Friday, June 24, 2005

la chica esta loca

R., the day-time prep chef, laughs with boyish abandon - a deep guffaw that echoes throughout the entire kitchen. He, like S., speaks no English - only the occasional "okay thank you very much" in a parroting mock of the Chef's orders. He sings Spanish songs at the top of his lungs until someone yells "Callate per favore! I can't hear a goddamned thing!" And he grins, sheepishly, muttering something about merda and tu madre. He is short and stout with a wide, expressive mouth and perpetually greased-back black hair that hangs in a limp pony-tail. When he told me that he is 22 - "mismo como tu" - I could hardly believe him. His skin is deeply weathered, tough. We are the same age - yet his face shows an unsheltered, working life, while my own is almost embarrassingly fresh with the bubbly scent of academia. He hacks at the animal carcasses living in the walk in fridge, a large cleaver expertly handled, until 7 each night. He bikes home to Chelsea, returns the next morning at nine.

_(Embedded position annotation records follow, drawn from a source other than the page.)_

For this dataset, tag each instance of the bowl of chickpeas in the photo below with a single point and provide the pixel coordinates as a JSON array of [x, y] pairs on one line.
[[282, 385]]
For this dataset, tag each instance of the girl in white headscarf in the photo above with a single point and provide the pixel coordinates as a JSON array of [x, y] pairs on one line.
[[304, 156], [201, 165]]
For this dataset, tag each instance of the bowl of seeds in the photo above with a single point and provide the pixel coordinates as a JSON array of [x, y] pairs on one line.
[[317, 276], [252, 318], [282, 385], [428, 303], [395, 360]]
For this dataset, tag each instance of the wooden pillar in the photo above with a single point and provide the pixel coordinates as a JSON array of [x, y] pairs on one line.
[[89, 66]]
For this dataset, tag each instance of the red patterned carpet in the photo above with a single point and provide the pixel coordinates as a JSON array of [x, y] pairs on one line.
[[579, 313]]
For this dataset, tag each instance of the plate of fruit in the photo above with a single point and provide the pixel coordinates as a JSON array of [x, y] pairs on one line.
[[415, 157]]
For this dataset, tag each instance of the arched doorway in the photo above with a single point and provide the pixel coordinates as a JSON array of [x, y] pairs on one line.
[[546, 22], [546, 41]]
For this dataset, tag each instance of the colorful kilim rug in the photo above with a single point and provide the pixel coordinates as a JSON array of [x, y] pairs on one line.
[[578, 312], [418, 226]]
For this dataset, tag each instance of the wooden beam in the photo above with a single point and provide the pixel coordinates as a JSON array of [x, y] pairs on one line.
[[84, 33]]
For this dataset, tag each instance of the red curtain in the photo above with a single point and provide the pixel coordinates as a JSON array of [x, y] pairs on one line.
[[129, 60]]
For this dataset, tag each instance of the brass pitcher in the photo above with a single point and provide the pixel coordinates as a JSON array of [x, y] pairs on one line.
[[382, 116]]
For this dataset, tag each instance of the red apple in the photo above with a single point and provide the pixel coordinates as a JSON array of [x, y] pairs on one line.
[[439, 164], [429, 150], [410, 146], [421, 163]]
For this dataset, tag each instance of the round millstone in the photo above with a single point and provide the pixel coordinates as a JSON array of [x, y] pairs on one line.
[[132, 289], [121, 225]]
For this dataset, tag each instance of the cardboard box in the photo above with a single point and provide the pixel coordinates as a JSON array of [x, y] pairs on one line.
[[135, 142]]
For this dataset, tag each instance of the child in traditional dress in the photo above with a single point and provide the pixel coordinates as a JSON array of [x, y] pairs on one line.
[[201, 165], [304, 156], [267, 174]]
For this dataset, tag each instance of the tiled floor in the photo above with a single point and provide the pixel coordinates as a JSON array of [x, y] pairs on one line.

Last night, in a goofily uncommunicative Spanish conversation, he asked me if I liked the work I was doing. I shrugged, si. I attempted to tell him that I love cooking - that dishwashing and prepping vegetables are not my occupation of choice, but I want to learn about the food and the restaurant. He looked at me like I was insane - work is just work for him here; he doesn't see the beauty of a perfectly poached piece of salmon. (either that or I horribly butchered my Spanish and told him that I actually have deeply romantic feelings for fillet of bluefish.) But then he smiled; said, shaking his head, mucho trabajo per una chica. And began to sing, at the top of his lungs - La chica esta loca.. loca... llllllllllloca! Accompanied by a little squat dance, I almost chopped off my fingers instead of the garlic heads I was laughing so hard.

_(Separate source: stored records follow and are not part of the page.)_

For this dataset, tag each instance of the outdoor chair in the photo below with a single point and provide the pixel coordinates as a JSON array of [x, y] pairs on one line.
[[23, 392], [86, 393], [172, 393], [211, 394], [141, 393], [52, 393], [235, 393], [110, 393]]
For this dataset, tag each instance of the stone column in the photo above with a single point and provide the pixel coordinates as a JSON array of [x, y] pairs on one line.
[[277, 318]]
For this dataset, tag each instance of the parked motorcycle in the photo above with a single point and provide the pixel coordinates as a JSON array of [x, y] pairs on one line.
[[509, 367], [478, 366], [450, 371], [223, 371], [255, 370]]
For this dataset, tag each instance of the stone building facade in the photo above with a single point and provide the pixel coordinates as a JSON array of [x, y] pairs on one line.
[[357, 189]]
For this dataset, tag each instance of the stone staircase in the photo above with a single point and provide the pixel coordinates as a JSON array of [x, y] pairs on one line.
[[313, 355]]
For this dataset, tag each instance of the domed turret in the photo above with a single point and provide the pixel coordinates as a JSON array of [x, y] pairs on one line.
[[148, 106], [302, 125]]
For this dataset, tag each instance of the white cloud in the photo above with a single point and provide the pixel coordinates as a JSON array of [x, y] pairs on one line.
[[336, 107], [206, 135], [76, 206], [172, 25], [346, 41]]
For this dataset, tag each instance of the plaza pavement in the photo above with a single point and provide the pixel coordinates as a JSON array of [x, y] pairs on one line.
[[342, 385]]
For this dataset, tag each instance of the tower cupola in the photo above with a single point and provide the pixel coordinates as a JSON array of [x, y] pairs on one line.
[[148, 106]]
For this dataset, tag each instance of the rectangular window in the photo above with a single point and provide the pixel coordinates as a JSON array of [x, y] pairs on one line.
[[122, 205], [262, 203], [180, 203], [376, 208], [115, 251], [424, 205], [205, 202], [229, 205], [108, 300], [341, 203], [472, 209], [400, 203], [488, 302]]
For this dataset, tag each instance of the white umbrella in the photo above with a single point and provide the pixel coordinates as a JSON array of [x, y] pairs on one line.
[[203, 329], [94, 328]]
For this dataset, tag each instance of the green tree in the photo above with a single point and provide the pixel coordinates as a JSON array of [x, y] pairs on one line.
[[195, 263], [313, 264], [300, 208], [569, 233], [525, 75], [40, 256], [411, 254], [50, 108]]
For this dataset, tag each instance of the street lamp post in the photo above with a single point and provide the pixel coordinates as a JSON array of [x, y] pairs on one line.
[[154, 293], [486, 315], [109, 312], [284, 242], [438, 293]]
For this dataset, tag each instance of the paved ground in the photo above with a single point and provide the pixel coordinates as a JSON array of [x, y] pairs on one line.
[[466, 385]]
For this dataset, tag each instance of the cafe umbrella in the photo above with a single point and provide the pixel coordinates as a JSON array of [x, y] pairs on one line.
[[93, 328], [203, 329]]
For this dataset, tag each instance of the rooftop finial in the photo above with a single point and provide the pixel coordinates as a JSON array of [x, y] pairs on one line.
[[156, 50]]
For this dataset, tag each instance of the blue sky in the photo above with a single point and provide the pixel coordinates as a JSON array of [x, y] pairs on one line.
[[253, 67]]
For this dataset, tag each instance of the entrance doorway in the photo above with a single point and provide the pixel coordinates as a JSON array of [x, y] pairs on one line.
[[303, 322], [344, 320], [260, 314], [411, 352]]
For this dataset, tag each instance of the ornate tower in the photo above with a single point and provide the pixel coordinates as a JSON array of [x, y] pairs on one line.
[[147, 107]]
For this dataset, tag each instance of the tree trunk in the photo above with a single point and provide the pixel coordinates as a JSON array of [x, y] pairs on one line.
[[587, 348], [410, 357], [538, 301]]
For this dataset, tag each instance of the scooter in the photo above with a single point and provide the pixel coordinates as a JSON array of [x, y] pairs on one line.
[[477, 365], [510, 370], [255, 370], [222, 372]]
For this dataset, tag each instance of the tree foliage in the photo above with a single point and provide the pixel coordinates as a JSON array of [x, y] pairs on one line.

Later in service, I looked over from the sink where I was dutifully scrubbing a sauté pan, and saw the Chef staring at a large knife, grasping it tightly by the handle, its long sharp edge horizontal to the ground. He brought the blade, sideways, up to his face, and smelled the metal - slowly, painstakingly, sliding it lengthwise under his nose. It was as if he were using his whole body in a concentrated focus of inspection - to feel the knife, to understand it, to integrate it into his own being and imbibe it with his own senses. It was no longer a physical object, but a part of the Chef himself. He looked up, meeting my curious gaze - and whether it was the hard glint of the steel knife as it reflected the bright kitchen lights or the quick flash of his eyes, sprung from a more interior source, I seriously wondered: if R. thinks I'm crazy, what must he think of the Chef?